If I were to lose my mind completely—if that were to happen—my guess is that I’d be shopping around for institutions starting . . . right about now, during this time of year. It’s so cliché—like setting a horror flick at night in a deep, dark forest. Peter Benchley set his scary story on a beach in the middle of a bright sunny day, and when Jaws snatched its first bikini-clad victim, that freaked us all out with originality. That’s the kind of crazy I would like to be. I’d prefer to go nuts on a Tuesday in April. But, I’m a lemming when it comes to increased anxiety levels during this season of lights and giving. I can see it in everyone else’s eyes at the mall: stress, confusion, disbelief. I was walking with Caroline and Lexi through a parking lot the other day and a woman was screaming into her phone, “That’s beside the point, what are you trying to say to me????” She was ripping mad. Thankfully my girls looked at her strangely, like they’d never seen a lunatic yelling loudly before.
I’ve begun to feel a slight tightness in my chest, and for some reason, I’ve started barking at Dave in response to any question he may have for me. As my to-do list triples in size, I contemplate the use of spreadsheets in order to get my literal and figurative houses ready. Meanwhile, homemade holiday projects pop into my periphery, floating around like sugar plum fairies: Yet-to-be-framed photos of the kids; cute (but still, concrete) stepping stones for the grandparents; an as-yet-unused “World’s Best Cookie Press.”
I’ve scoured the earth for a purple doggy because it is the only thing Lexi wants for Christmas. I have not yet found one. There’s that tightness again. My left eyelid is twitching.
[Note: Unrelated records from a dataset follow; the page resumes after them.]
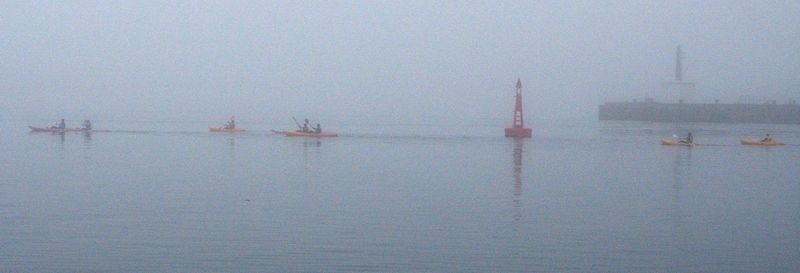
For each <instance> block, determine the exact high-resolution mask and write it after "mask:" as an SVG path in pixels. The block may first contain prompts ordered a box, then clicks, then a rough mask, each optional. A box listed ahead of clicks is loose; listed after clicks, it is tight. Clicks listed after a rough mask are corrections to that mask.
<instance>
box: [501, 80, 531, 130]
mask: <svg viewBox="0 0 800 273" xmlns="http://www.w3.org/2000/svg"><path fill="white" fill-rule="evenodd" d="M532 133H533V129H531V128H525V124H524V123H523V121H522V81H521V80H520V79H519V78H517V102H516V104H515V105H514V124H513V125H512V126H511V128H506V137H531V134H532Z"/></svg>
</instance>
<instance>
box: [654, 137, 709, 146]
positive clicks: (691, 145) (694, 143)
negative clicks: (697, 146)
mask: <svg viewBox="0 0 800 273" xmlns="http://www.w3.org/2000/svg"><path fill="white" fill-rule="evenodd" d="M661 145H675V146H697V145H700V144H697V143H686V142H681V141H679V140H675V139H669V138H662V139H661Z"/></svg>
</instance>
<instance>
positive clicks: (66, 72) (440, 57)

This morning, instead of putting out an All Points Bulletin for a purple doggy, I turned on my iPod. I defy anyone to stay stressed out while listening to Stevie Wonder’s “Boogie on Reggae Woman.” I danced—socks gliding, butt shaking, hands waving—the best I can. (And in my own kitchen, without anyone watching, that’s some good dancing!) Cleaning house while Stevie’s getting down and dirty—probably not what the priest had in mind, but I snapped out of my holiday funk by getting funky. We’ve got to do what it takes to make room for what’s important. Room enough to answer Caroline’s “Mommy, how ‘bout a snuggle?” with an “Absolutely”; time enough to count hugs with Lexi: 1 to 20, and 1 to 20 all over again; space enough to bundle up the girls, take a walk downtown, and point at all of the sparkling lights on the boats, on the buildings, and in the sky.
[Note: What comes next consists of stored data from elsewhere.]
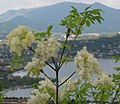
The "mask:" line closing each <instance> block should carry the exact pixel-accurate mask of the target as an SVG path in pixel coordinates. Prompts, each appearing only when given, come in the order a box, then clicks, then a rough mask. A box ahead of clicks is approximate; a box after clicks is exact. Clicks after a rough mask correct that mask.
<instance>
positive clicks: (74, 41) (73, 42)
mask: <svg viewBox="0 0 120 104" xmlns="http://www.w3.org/2000/svg"><path fill="white" fill-rule="evenodd" d="M76 38H77V35H76V36H75V38H74V40H73V43H72V45H71V49H70V50H69V51H68V53H67V55H66V57H67V56H68V55H69V54H70V52H71V50H72V48H73V46H74V43H75V40H76ZM64 62H65V61H63V62H62V63H61V65H60V66H59V68H61V67H62V65H63V64H64Z"/></svg>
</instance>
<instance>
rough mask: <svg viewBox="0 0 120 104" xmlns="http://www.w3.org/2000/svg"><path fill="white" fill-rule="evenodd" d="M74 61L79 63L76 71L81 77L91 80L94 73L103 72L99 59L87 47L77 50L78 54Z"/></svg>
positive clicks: (76, 56) (77, 62)
mask: <svg viewBox="0 0 120 104" xmlns="http://www.w3.org/2000/svg"><path fill="white" fill-rule="evenodd" d="M74 63H75V64H76V65H77V70H76V72H77V74H78V75H79V77H80V79H85V80H88V81H91V78H92V75H93V74H94V73H96V74H100V73H101V70H100V68H99V66H98V63H97V59H96V58H94V55H93V54H91V53H89V52H88V51H87V50H86V47H84V48H83V50H81V51H78V52H77V55H76V57H75V58H74Z"/></svg>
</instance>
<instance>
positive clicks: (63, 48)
mask: <svg viewBox="0 0 120 104" xmlns="http://www.w3.org/2000/svg"><path fill="white" fill-rule="evenodd" d="M69 36H70V28H68V29H67V34H66V39H65V43H64V44H65V45H66V44H67V40H68V37H69ZM64 52H65V46H64V47H63V50H62V54H61V57H60V60H61V59H62V57H63V55H64ZM60 64H61V62H59V65H60Z"/></svg>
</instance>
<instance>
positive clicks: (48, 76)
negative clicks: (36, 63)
mask: <svg viewBox="0 0 120 104" xmlns="http://www.w3.org/2000/svg"><path fill="white" fill-rule="evenodd" d="M41 73H43V74H44V76H46V77H47V78H48V79H49V80H50V81H51V82H52V83H53V84H54V85H55V86H56V84H55V83H54V82H53V81H52V79H51V78H50V77H49V76H48V75H47V74H46V73H45V72H44V71H43V70H42V71H41Z"/></svg>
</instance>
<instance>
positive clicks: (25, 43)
mask: <svg viewBox="0 0 120 104" xmlns="http://www.w3.org/2000/svg"><path fill="white" fill-rule="evenodd" d="M7 39H8V43H7V44H8V46H10V51H11V52H16V53H17V54H19V55H20V54H21V51H22V50H23V49H24V48H27V47H28V46H30V45H31V43H32V42H33V41H34V40H35V37H34V34H33V32H32V31H31V30H30V29H28V28H27V27H26V26H22V25H20V26H18V27H16V28H15V29H14V30H13V31H12V32H10V33H9V34H8V35H7Z"/></svg>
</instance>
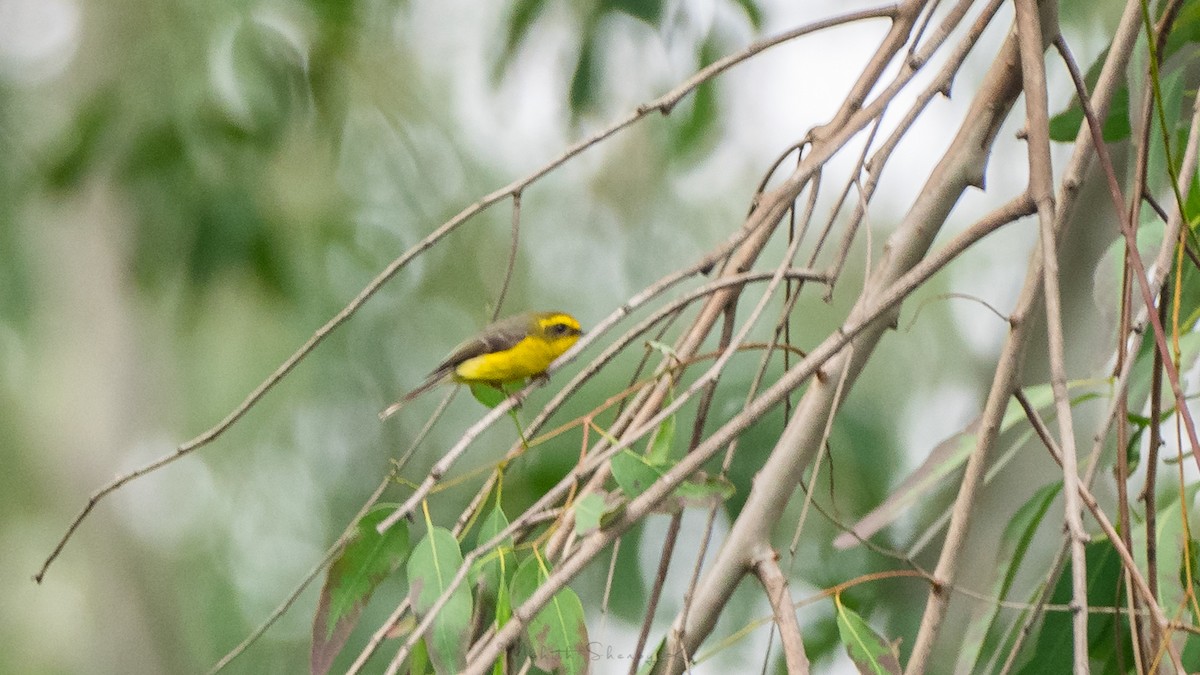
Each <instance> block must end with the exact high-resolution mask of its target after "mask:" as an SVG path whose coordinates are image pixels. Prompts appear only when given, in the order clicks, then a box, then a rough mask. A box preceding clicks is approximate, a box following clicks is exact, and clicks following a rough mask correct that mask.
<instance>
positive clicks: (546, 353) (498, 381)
mask: <svg viewBox="0 0 1200 675" xmlns="http://www.w3.org/2000/svg"><path fill="white" fill-rule="evenodd" d="M572 342H574V340H572ZM556 347H557V345H554V344H552V342H550V341H547V340H545V339H542V337H524V339H522V340H521V341H520V342H517V344H516V345H514V346H512V347H511V348H509V350H504V351H503V352H492V353H490V354H482V356H478V357H475V358H470V359H467V360H464V362H462V363H461V364H458V365H457V366H456V368H455V370H454V377H455V380H457V381H458V382H512V381H516V380H524V378H527V377H533V376H534V375H540V374H542V372H545V371H546V369H547V368H548V366H550V364H551V363H552V362H553V360H554V359H557V358H558V357H559V356H562V353H563V352H565V351H566V347H570V345H566V347H563V348H562V350H559V348H556Z"/></svg>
At Thanksgiving dinner, Dad said grace. He had us all with him: kids and grandkids. He had a gorgeous meal in front of him and great wine. He didn’t have his wife, but he was gracious just the same, thanking God for our many blessings. He added, “If you don’t mind, we’d really like to keep it this way.”
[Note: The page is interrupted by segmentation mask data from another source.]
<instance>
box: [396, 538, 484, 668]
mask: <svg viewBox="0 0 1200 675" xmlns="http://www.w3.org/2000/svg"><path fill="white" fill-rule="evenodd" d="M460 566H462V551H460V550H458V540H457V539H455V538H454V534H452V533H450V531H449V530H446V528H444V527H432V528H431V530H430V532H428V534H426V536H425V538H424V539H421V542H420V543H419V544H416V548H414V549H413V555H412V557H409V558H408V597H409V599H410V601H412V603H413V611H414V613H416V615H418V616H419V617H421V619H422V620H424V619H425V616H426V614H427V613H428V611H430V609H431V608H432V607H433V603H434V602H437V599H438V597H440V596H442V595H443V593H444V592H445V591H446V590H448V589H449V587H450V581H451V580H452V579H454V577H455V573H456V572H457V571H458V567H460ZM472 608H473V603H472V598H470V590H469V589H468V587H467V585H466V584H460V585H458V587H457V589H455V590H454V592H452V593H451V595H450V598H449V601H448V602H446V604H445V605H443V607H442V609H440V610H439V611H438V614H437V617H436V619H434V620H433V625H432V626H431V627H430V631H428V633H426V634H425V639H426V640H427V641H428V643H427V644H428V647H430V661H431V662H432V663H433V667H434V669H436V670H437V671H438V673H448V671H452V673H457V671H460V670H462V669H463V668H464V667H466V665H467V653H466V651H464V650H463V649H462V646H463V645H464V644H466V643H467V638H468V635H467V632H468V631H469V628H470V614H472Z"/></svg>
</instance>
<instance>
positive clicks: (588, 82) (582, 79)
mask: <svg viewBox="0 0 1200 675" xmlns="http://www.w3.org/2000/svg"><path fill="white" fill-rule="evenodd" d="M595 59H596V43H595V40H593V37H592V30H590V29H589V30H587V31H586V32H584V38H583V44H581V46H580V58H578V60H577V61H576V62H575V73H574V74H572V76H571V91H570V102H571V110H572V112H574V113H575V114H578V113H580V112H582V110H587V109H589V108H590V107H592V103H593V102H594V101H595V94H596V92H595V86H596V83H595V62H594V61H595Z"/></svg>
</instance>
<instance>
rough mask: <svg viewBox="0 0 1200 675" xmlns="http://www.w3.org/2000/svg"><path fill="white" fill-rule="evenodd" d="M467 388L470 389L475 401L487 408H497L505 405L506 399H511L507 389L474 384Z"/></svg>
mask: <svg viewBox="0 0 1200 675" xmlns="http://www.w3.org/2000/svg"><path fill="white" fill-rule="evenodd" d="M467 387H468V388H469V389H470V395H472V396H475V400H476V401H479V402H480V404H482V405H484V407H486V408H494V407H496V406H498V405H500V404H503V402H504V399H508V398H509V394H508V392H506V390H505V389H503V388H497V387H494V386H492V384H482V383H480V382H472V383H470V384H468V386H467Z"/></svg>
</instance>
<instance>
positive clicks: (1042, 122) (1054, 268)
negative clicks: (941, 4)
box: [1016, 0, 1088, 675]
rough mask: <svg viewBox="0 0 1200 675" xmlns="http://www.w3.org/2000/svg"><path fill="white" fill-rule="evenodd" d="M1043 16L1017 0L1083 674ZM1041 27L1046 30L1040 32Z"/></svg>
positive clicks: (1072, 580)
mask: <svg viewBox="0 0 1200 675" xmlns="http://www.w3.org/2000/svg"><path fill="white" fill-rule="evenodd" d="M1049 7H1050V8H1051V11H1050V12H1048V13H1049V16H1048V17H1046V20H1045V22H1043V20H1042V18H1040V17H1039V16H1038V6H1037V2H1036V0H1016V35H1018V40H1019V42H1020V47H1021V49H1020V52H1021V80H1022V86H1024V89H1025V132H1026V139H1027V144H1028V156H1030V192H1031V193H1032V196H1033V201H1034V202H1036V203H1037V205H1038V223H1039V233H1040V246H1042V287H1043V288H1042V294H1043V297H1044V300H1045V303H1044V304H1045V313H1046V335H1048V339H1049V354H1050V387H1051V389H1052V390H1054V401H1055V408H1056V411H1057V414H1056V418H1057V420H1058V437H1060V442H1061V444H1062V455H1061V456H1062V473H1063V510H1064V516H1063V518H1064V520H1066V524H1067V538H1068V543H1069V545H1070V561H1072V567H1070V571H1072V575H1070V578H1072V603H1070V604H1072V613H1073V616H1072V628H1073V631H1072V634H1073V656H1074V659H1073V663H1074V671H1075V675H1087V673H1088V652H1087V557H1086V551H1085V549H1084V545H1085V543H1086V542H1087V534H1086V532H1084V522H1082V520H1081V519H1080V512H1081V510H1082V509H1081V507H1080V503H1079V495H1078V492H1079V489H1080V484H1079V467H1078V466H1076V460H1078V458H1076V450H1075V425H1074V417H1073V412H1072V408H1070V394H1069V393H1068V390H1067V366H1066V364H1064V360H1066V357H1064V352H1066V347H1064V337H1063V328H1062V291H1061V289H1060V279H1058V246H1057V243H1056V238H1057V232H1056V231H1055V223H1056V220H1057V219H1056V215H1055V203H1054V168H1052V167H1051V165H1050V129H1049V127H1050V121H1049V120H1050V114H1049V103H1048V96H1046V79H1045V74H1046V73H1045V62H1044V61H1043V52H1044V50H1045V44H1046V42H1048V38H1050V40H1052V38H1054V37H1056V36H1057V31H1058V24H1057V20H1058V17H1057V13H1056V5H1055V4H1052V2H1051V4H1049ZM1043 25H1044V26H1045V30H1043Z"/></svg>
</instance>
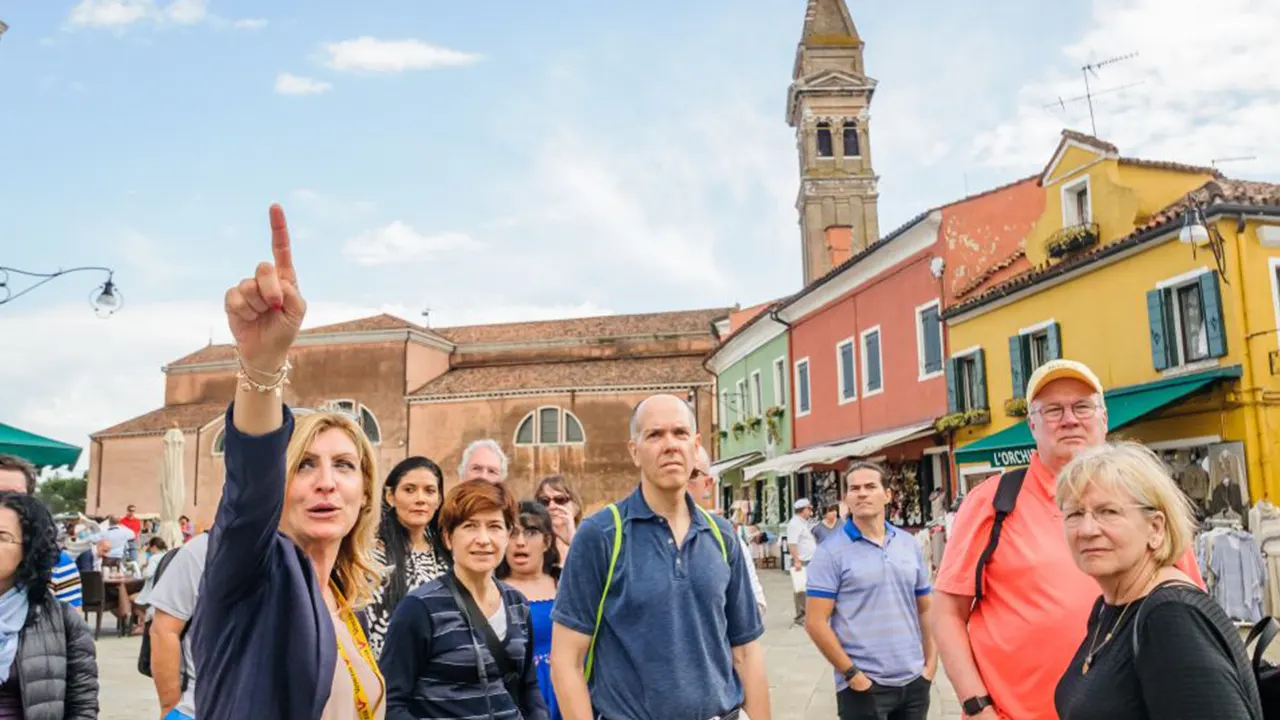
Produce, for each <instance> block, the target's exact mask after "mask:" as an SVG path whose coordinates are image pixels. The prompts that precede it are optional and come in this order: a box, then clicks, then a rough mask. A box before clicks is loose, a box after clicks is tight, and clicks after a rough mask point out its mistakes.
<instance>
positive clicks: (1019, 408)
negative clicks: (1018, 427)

My dad, he’s always found a way to get through. He just gets there most of the time—to optimism, hope, calm, resolve, faith, patience, and ultimately, to happiness. He finds that place. He’s been tidying himself up for as long as I’ve known him, uncluttered and wide open with love, with room to spare. And I am so proud of him, for doing what he has done in the space my mom has left behind.